Made a fork to start working on this. Will make a PR once it's a little further along. Can follow the progress here: https://github.com/savant117/SDL/tree/queries
Got the basics set up, and will start on the DX12 backed next. If anyone wants to help speed it along, feel free to contribute! Could maybe use some help with the metal backend, since I don't have a mac.
Maybe taking a look at how tracy handles thing would be good ? They already implement profiling for vulkan, directx, and openGL.
@savant117, this looks good, how's it going?
Today I was tinkering with counter sample buffers in Metal and threw together a very simple and dirty implementation for my debugging needs. Of course I’m not proposing the resulting “API” or the implementation itself, since I didn’t even try to align with Vulkan or DX, but some observations might still be useful. https://github.com/libsdl-org/SDL/compare/main...mr1name:SDL:metal-counter-samples
Even though Metal’s API formally documents a broad set of boundaries at which you can sample counters, if you run a test query on any Mac with an M-series chip, you’ll find that only atStageBoundary is actually supported.

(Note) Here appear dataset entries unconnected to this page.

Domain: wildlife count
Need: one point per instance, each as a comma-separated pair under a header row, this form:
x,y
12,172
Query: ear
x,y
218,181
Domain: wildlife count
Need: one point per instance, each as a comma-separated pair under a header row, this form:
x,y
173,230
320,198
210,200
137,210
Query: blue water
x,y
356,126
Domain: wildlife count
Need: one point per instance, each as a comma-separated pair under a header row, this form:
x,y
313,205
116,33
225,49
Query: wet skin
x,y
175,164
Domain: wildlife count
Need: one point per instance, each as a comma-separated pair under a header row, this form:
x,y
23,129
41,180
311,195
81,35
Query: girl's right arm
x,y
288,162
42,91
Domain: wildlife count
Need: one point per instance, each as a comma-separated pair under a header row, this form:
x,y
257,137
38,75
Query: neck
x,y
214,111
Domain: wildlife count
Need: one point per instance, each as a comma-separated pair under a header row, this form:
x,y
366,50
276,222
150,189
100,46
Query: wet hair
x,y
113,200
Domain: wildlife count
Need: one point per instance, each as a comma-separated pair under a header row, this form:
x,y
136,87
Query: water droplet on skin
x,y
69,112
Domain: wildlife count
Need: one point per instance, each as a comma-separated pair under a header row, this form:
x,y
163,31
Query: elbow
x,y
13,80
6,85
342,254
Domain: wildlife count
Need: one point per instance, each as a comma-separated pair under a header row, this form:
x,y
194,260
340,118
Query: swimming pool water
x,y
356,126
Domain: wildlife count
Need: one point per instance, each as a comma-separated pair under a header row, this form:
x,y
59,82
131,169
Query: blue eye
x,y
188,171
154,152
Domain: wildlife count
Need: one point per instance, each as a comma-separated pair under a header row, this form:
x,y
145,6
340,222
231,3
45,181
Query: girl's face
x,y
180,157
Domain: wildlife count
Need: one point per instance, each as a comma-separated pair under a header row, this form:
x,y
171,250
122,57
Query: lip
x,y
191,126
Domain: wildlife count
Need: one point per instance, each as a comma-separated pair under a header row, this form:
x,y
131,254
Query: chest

https://developer.apple.com/documentation/metal/sampling-gpu-data-into-counter-sample-buffers
This is probably important to keep in mind, because it can potentially impose constraints on a generalized API. To sample via atStageBoundary, you have to specify the output buffer indices at compute/render pass initialization time.
e.g. For a render pass:
MTLRenderPassSampleBufferAttachmentDescriptor *attr = passDescriptor.sampleBufferAttachments[0];
attr.sampleBuffer = query.buffer->handle;
attr.startOfVertexSampleIndex = query.startTimeIndex;
attr.endOfVertexSampleIndex = MTLCounterDontSample;
attr.startOfFragmentSampleIndex = MTLCounterDontSample;
attr.endOfFragmentSampleIndex = query.endTimeIndex;
...
metalCommandBuffer->renderEncoder = [metalCommandBuffer->handle renderCommandEncoderWithDescriptor:passDescriptor];
e.g. For a compute pass:
MTLComputePassDescriptor *cpDesc = [MTLComputePassDescriptor computePassDescriptor];
MTLComputePassSampleBufferAttachmentDescriptor *attr = cpDesc.sampleBufferAttachments[0];
attr.sampleBuffer = query.buffer->handle;
attr.startOfEncoderSampleIndex = query.startTimeIndex;
attr.endOfEncoderSampleIndex = query.endTimeIndex;
...
metalCommandBuffer->computeEncoder = [metalCommandBuffer->handle computeCommandEncoderWithDescriptor:cpDesc];
So, for example, an API design with separate Begin/End calls, where the timestamp from End could be redirected into a different buffer slot, likely can’t be represented precisely in Metal. Unless you treat the Begin/End range as the sum of samples written in between via atStageBoundary, and specify the output pair already at Begin; or at the driver level immediately record (end_ts - begin_ts) and expose only a single value to the user; or create some extra intermediate buffer.
In any case, it would still be nice to have at least some kind of API for these purposes, even if it ends up being quite limited in flexibility compared to any of the backends.